Tuesday 23 August 2011

Bit-Torrent | As DDos Tool !

What is DDos Attack?

A denial-of-service attack (DoS attack) or distributed denial-of-service attack (DDoS attack) is an attempt to make a computer resource unavailable to its intended users. Although the means to carry out, motives for, and targets of a DoS attack may vary, it generally consists of the concerted efforts of a person or people to prevent an Internet site or service from functioning efficiently or at all, temporarily or indefinitely.


Misuse of Bit-torrent:

BitTorrent is currently one of the most popular peer-to-peer (P2P) systems: its clients are widely spread all over the world and account for a large fraction of today’s Internet traffic.Every day millions of people are downloading files via BitTorrent, and in some instances more than 100,000 people are sharing the same file at the same time. In this article, I shall show that BitTorrent can be ex-ploited by misdirecting clients to send their traffic toward any host on the Internet. The volume of a BitTorrent swarm can thus be converted into firepower for launching a dis-tributed denial-of-service (DDOS) attack and the server can be crashed using this mis-use.



Now the problem occurs in DHT. DHT’s normal function is to find peers who are downloading the same files, but without communicating with a central BitTorrent tracker. This ensures that downloads can continue even when the central tracker goes offline and this is the base.



Kademlia(Click for wiki-pedia reference) based DHT can be exploited by a malicious peer to carry out a DDoS attack. If there are enough peers downloading the same file, this could easily take down medium to large websites. The worrying part is that the downloaders who are participating in the DDoS will not be aware of what’s going on.



The core problem are the random NodeIDs. The address hashing and verification scheme works for scenarios like the old Internet, but becomes almost useless in the big address space of IPv6, As a result, any BitTorrent swarm can be abused to target specific websites and potentially take them down.

This and other DHT vulnerabilities are not entirely new concepts for BitTorrent developers. They have been discussed in various places already, but no agreement on how they should be dealt with has yet been reached.

Over the last months DDoS attacks have been in the news regularly, mostly carried out under the flag of Anonymous’ Operation Payback. Initially anti-piracy targets such as the MPAA and RIAA were taken offline, and last month the focus switched to organizations that acted against Wikileaks, including Mastercard and Paypal.



While these attacks required hundreds of people to actively participate and fire up their LOIC (Click for wiki-pedia reference) application at the same time, the BitTorrent DDoS could take down the same sites from a single computer, using BitTorrent downloads as a ‘botnet’.



The idea of using BitTorrent as a DDoS tool is not entirely new. In fact, researchers have previously shown that adding a webserver’s IP address as a BitTorrent tracker could result in a similar DDoS. The downside of this method is, however, that it requires a torrent file to become popular, while the DHT method can simply exploit existing torrents that are already being downloaded by thousands of people.

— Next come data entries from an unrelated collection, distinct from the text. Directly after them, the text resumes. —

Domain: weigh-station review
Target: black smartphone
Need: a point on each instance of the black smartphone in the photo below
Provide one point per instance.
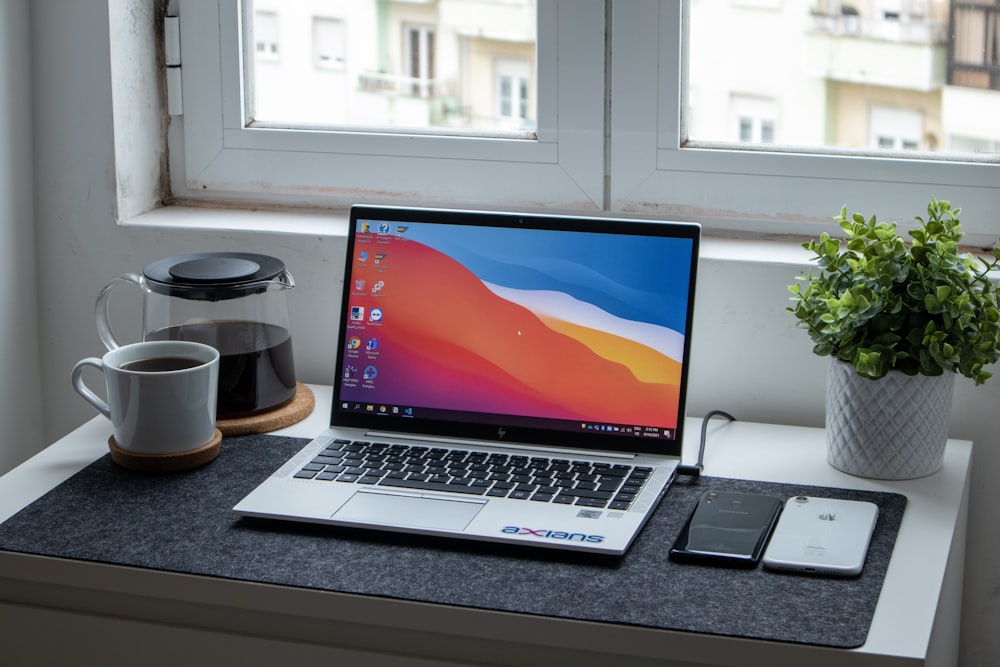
(727, 528)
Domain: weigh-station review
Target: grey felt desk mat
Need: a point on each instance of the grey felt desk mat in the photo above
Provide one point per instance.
(182, 522)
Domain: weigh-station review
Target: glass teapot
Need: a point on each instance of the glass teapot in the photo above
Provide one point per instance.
(234, 302)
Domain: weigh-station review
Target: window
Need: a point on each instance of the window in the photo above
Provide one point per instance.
(609, 126)
(265, 35)
(328, 43)
(419, 60)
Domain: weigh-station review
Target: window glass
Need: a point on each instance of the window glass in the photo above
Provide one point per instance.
(384, 65)
(862, 75)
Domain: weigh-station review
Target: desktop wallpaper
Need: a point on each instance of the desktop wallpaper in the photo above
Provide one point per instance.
(569, 326)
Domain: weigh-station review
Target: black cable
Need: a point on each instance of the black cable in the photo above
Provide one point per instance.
(695, 469)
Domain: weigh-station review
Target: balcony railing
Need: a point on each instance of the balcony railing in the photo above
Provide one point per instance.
(974, 55)
(901, 29)
(395, 84)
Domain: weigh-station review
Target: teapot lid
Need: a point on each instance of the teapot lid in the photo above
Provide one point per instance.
(213, 276)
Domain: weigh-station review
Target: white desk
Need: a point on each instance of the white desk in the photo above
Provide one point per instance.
(58, 611)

It will be interesting to see if BitTorrent developers are going to act upon the DHT vulnerability in the coming months and come up with a solution to prevent this kind of abuse.



 Architecture of a normal BitTorrent swarm

Architecture of our modified swarm (BitTorrent file exchange function is still working, but each peer would generate an additional connection to a victim target on a specified service port)





Explaining the process further :

Given the current usage of BitTorrent and the capability of providing clients with arbitrary addresses in the peer list, it is not difficult to envision a realistic attack scenario. An attacker would first set up a self-modified tracker, most likely on a server that he or she has previously compromised. Next, the attacker would need to obtain a file or a set of files that are likely to generate high demand like a new movie a set of pirated songs and free softwares etc. With these prerequisites in place, the attacker is now free to generate a torrent file for his/her payload and register the torrent with the modified tracker.



While the attacker could use any means to distribute the newly created torrent, the most straightforward approach would be to upload the torrent to a highly trafficked torrent directory, such as The Pirate Bay [7th Rank]. Upon upload to such a site, the torrent is made available for any user to download freely and join the swarm.

At that point, the peers in the swarm that are downloading the file will begin connecting to the supplied target or targets, while still retrieving the torrent payload data normally.



When the number of peers in the swarm with a connection open to an attacked target exceeds the maximum number of connections the target application is configured to accept, the victim service will no longer accept new TCP connections, rendering it unreachable and causing a successful denial-of-service attack.



Properties of such an attack:

1.It requires no modification whatsoever to the BitTorrent client software.



2.The attack is hidden from clients since the attack traffic volume from each client is very small and all clients can still upload and download files normally.



3.The attack can target multiple victims on arbitrary service ports specified by the attacker.



4.The attack does not expose an attacker’s real compromised machine (i.e., the tracker) to a victim.



5.An attacker can arbitrarily decide the start and end time of a DdoS attack by controlling the tracker.